Hamlin Murai mencoba menghibur Blorong Cilik dengan mengusap punggungnya. "Tolong Hamlin Murai, selamatkan Ndoroalas dari tangan-tangan kotor. Tolong pergunakan anugerahmu yang sejati. Jangan diam saja dan galau melulu. Kau sadar aku ini apa kan?"

Hamlin Murai tak bisa membendung kesedihannya, ia ikut menangis. Ia merasa gagal.

"Jangan ikut menangis. Kau harus kuat. Untukku, untuk Ndoroalas."

Hamlin Murai mencoba mengendalikan diri. Ia memejamkan mata, mengatur napas. Menajamkan pikiran. Seiring itu, gagak-gagak di luar terbang berpencar arah. Banyak yang bertengger di pagar tinggi rumah megah Saman King, sebagian yang lain di gudang sembako.

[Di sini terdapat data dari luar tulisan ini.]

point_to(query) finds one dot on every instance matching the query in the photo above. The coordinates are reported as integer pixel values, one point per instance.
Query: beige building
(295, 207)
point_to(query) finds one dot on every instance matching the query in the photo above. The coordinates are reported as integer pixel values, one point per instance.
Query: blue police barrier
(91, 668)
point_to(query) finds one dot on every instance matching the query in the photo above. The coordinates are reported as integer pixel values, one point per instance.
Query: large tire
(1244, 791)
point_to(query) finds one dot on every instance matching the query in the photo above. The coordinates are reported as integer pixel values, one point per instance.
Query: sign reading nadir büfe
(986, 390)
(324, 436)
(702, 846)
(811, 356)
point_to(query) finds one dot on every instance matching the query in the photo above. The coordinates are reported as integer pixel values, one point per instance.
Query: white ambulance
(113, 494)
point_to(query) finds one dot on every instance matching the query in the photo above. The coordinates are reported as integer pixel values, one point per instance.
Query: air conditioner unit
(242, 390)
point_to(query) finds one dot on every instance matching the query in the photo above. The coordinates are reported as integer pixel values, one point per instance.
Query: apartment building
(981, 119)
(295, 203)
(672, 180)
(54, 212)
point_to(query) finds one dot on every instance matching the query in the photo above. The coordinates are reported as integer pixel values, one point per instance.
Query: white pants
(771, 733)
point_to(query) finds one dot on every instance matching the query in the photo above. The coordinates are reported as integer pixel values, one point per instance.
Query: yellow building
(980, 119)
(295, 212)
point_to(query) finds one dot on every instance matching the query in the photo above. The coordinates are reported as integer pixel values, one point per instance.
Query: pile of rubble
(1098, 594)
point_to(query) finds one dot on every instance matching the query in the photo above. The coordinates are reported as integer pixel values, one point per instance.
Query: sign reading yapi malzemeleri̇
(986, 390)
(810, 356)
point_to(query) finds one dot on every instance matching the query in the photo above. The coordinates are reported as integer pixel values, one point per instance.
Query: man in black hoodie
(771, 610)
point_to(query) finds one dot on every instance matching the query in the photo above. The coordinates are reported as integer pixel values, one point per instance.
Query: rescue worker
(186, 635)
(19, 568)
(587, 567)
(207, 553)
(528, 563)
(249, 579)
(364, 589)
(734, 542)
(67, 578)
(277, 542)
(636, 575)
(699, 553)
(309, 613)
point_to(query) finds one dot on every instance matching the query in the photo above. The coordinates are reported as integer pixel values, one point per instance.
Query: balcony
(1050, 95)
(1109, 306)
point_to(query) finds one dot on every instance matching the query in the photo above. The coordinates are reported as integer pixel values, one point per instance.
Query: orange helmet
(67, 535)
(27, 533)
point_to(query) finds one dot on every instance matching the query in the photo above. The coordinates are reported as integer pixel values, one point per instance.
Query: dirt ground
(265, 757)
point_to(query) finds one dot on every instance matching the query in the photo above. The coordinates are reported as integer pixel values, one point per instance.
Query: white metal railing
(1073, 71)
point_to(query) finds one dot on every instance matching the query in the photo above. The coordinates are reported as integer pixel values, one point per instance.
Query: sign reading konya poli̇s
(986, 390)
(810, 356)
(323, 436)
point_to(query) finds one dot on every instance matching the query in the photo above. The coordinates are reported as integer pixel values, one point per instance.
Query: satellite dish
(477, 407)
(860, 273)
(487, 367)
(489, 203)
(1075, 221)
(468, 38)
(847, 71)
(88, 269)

Tapi, gagak-gagak yang dikirim Hamlin Murai berjatuhan. Padahal ia yakin, gagak-gagak itu tak bisa dilihat manusia biasa. Ada yang membidik gagak-gagak itu dengan ketapel dan panah silang. Gagak-gagak itu, berjatuhan lalu membuyar sebagai kertas habis dibakar. Hal itu membuat Hamlin Murai sakit kepala. Ia terjatuh, tepat di pelukan sang Ndoroalas itu sendiri, si Blorong Cilik.

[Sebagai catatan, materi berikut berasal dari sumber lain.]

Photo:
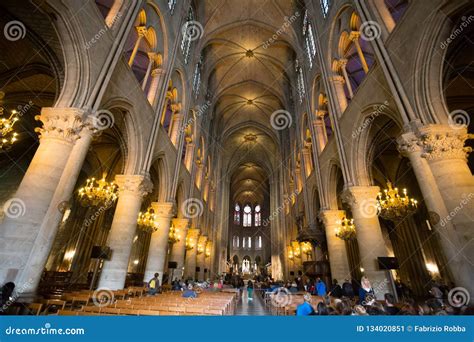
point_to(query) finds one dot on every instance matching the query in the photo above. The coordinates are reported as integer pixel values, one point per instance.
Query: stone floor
(254, 307)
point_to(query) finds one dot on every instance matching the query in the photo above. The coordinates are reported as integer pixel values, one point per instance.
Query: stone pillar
(439, 163)
(354, 36)
(176, 127)
(340, 269)
(24, 247)
(188, 157)
(159, 240)
(363, 202)
(190, 262)
(179, 248)
(141, 31)
(156, 77)
(201, 257)
(338, 82)
(132, 189)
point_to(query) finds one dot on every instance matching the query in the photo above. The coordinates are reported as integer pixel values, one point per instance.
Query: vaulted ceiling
(249, 65)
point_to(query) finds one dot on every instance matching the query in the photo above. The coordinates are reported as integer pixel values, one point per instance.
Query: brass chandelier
(98, 192)
(147, 220)
(7, 135)
(393, 206)
(174, 235)
(346, 229)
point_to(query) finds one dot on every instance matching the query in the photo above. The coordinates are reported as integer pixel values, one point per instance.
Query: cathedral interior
(223, 141)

Saat terbangun, Blorong Cilik mengungkapkan hal yang lain. "Hamlin Murai, sesungguhnya kau memiliki anugerah yang lain. Tapi anugerah itu agaknya berbahaya. Dan di dalam masa kelam seperti ini, tindakan berbahaya mungkin diperlukan."

"Apa itu?"

"Kautahu sendiri. Coba baca pikiranmu sendiri, tapak tilaslah memorimu sendiri."